Describe the solution you'd like

TSDB Design Proposal

This document proposes an alternate approach to store and query TimeSeries data in OpenSearch. It presents definition and representation of TimeSeries data, an approach using existing OpenSearch and Lucene architecture to store and query TS data. It compares storage, cost and query performance against existing approach OpenSearch users would take to store and query TS data. Later it proposes even efficient approach to store and perform range queries over TS data with certain limitations. This document doesn’t covers the performance benchmark numbers and prototype details, but it captures the high level picture of performance and cost benefits of the newer over traditional approach.

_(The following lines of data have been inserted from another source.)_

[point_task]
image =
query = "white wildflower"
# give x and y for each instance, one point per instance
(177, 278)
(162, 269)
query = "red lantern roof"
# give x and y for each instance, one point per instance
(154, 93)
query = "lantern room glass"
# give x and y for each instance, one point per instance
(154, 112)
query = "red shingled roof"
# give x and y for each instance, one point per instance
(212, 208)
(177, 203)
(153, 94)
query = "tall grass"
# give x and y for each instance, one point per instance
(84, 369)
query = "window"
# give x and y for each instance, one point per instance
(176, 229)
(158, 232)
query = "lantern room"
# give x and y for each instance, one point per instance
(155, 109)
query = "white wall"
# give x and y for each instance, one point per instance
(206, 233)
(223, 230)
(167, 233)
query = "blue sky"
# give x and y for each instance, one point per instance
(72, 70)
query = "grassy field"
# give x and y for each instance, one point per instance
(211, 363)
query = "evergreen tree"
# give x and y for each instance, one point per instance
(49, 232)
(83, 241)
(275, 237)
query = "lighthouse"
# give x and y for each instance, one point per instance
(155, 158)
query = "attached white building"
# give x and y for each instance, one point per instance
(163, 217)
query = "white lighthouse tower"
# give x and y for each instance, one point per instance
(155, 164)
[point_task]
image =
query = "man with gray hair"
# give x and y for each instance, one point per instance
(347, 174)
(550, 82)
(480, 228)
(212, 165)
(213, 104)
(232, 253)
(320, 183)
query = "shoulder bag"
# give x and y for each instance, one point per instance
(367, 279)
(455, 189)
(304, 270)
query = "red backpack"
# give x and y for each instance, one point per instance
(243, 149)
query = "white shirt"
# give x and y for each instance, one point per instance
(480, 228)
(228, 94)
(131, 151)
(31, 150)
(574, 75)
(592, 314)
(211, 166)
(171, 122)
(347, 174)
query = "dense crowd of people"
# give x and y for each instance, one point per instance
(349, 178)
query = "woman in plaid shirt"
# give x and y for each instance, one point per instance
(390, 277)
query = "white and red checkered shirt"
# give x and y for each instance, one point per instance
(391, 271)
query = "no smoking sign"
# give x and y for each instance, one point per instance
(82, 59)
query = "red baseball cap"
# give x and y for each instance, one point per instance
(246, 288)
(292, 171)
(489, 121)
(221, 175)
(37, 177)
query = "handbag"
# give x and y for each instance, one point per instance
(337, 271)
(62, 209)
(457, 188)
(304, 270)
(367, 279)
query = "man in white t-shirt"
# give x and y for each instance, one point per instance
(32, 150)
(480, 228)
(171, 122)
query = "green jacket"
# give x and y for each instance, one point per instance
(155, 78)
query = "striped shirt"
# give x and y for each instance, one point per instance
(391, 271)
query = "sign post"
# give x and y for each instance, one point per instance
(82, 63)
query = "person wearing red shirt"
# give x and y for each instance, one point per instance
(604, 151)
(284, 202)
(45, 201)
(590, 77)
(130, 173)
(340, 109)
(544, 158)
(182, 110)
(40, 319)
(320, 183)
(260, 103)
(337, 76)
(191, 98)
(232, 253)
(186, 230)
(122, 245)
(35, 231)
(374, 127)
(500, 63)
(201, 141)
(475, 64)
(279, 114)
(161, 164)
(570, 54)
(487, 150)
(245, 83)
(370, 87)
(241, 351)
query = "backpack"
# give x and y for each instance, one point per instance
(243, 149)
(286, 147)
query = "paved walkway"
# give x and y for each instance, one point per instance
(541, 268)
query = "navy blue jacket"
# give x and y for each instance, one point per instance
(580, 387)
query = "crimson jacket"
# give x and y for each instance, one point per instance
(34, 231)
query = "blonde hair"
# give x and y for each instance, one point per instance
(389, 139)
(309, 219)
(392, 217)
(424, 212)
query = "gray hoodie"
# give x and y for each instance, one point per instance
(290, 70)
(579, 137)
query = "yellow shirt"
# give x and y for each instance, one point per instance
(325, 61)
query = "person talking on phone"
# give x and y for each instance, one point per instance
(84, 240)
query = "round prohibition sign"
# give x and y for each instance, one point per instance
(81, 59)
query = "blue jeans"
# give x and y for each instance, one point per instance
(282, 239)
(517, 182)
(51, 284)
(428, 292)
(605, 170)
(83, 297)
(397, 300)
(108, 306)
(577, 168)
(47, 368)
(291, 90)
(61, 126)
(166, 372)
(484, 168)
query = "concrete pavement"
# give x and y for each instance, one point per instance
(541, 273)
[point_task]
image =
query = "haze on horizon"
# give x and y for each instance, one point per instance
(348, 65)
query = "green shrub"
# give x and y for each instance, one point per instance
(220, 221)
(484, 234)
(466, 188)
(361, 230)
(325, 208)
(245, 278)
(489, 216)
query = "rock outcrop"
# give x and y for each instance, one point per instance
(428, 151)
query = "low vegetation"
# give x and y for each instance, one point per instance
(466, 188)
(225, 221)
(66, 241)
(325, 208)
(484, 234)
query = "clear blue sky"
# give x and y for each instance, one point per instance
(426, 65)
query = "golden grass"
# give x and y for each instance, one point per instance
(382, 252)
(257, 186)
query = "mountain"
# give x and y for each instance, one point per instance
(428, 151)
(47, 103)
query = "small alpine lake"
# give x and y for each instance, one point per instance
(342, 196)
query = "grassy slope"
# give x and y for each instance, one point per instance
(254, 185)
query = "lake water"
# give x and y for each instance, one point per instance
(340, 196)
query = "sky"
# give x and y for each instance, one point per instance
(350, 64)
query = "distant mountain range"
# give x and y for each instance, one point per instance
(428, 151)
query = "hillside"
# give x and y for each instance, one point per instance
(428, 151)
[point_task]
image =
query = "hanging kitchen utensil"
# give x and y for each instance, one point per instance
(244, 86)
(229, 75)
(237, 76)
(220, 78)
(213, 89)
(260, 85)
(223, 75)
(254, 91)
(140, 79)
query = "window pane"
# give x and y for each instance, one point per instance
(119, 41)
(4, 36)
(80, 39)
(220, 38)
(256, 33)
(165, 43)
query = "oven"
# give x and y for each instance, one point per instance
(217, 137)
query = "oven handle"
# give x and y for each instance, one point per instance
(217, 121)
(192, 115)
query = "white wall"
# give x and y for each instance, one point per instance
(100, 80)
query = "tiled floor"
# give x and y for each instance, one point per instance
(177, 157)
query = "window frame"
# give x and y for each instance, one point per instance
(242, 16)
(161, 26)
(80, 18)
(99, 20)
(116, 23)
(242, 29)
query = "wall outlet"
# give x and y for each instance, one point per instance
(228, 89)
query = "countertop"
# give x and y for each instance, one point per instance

TimeSeries data definition

In TS data, the data points (or measurements/collection metrics) are associated with a timestamp and set of dimensions, which are emitted periodically. E.g. Weather data, measurements from sensor/IOT devices, stocks/finance data, host metrics etc. In host metrics data, dimensions could be - hostname, region, AZ, IP. Datapoint will contain collection of metrics such as CPU, memory, Error Count associated with a timestamp.

Representation:

Dimensions: Set of dimensions D = {D1, D2, .. Dn} where Di is the ith dimension. N is the number of dimensions associated with any data point. N here has very strict constraint and should be under 10 in most of the cases.

Metrics: set of metrics M = {M1, M2 .. } each metric is a tuple of <metric_name, metric_type>, metric_type could be one of {sum, avg, min, max, count}.

Datapoint consists of: TimeSeries TS - its a representation of values of all dimensions associated with a datapoint.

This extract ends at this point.